Литмир - Электронная Библиотека
A
A

И убедил.

Дальше было хуже. Бурунчи неплохо понимал по-русски, поэтому в разговорах с пленными нельзя было ни словом, ни намеком выдать себя. Если бы это происходило в Орске или Оренбурге, где Святозар знал многих в лицо, — дело иное.

Здесь, после того как он смеялся, пока они бились в неравной схватке, хохотал, когда они умирали, и все это, будто свежая рана, горело у каждого в памяти, князю довелось услышать немало оскорблений в свой адрес, причем «Иуда» было самым деликатным из них. Хорошо хоть, что не плевали в лицо, — и на том спасибо.

Но людей для задуманного дела князь отбирал именно из таких — угрюмо набычившихся и смотревших на него с затаенной злостью в глазах. Эти не продадут и не подведут, а в бою будут стоять до последнего.

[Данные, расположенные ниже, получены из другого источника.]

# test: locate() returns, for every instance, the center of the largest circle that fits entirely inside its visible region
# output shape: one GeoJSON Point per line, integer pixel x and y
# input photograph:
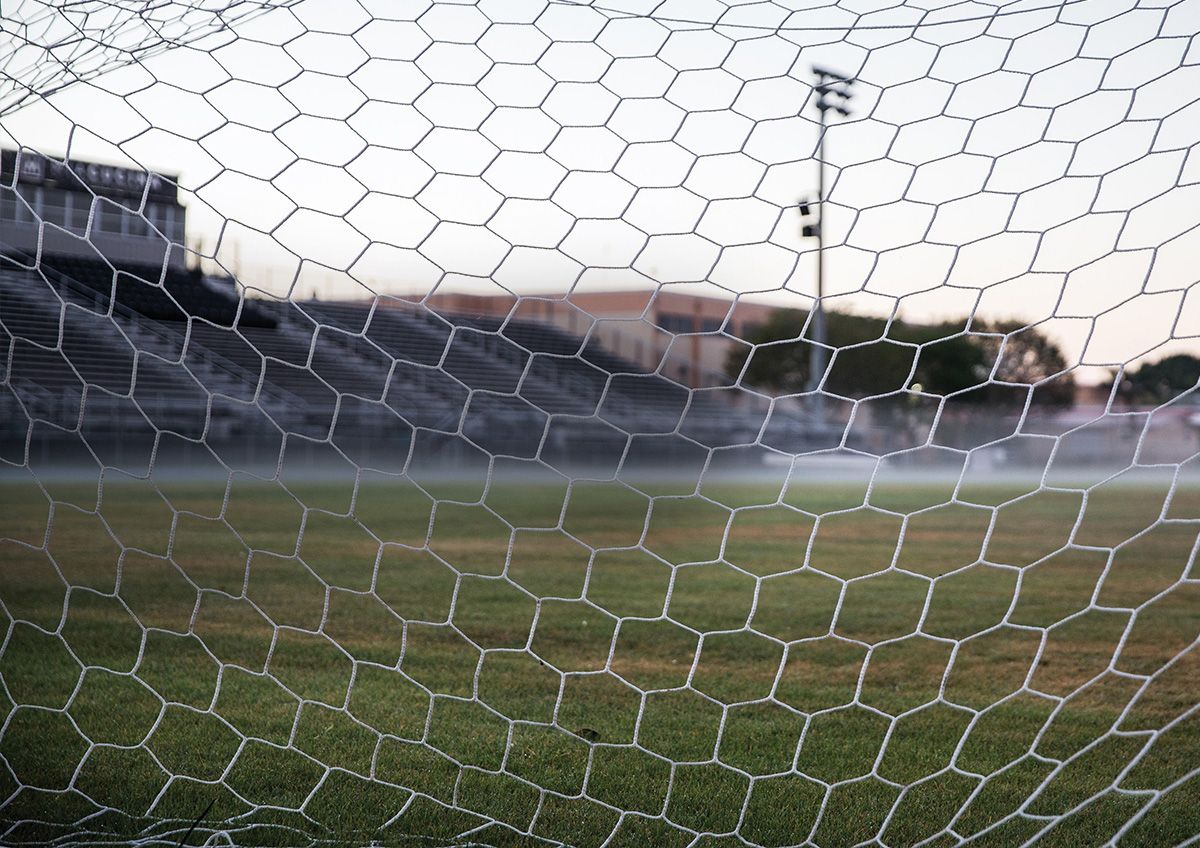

Он тыкал пальцем в одного, другого, третьего, и по знаку Бурунчи избранных сразу уводили в другое помещение.

Темник задал лишь один вопрос:

— Это все пушкари? — на что Святозар молча кивал.

Но главное состояло в том, что князю удалось отвлечь внимание Бурунчи от отца Анастасия, который виртуозно управлялся со своей молитвой. Даже сам Святозар, если бы он заранее не знал или не прислушивался, нипочем бы не догадался, что часть слов в ней явно… не из той былины.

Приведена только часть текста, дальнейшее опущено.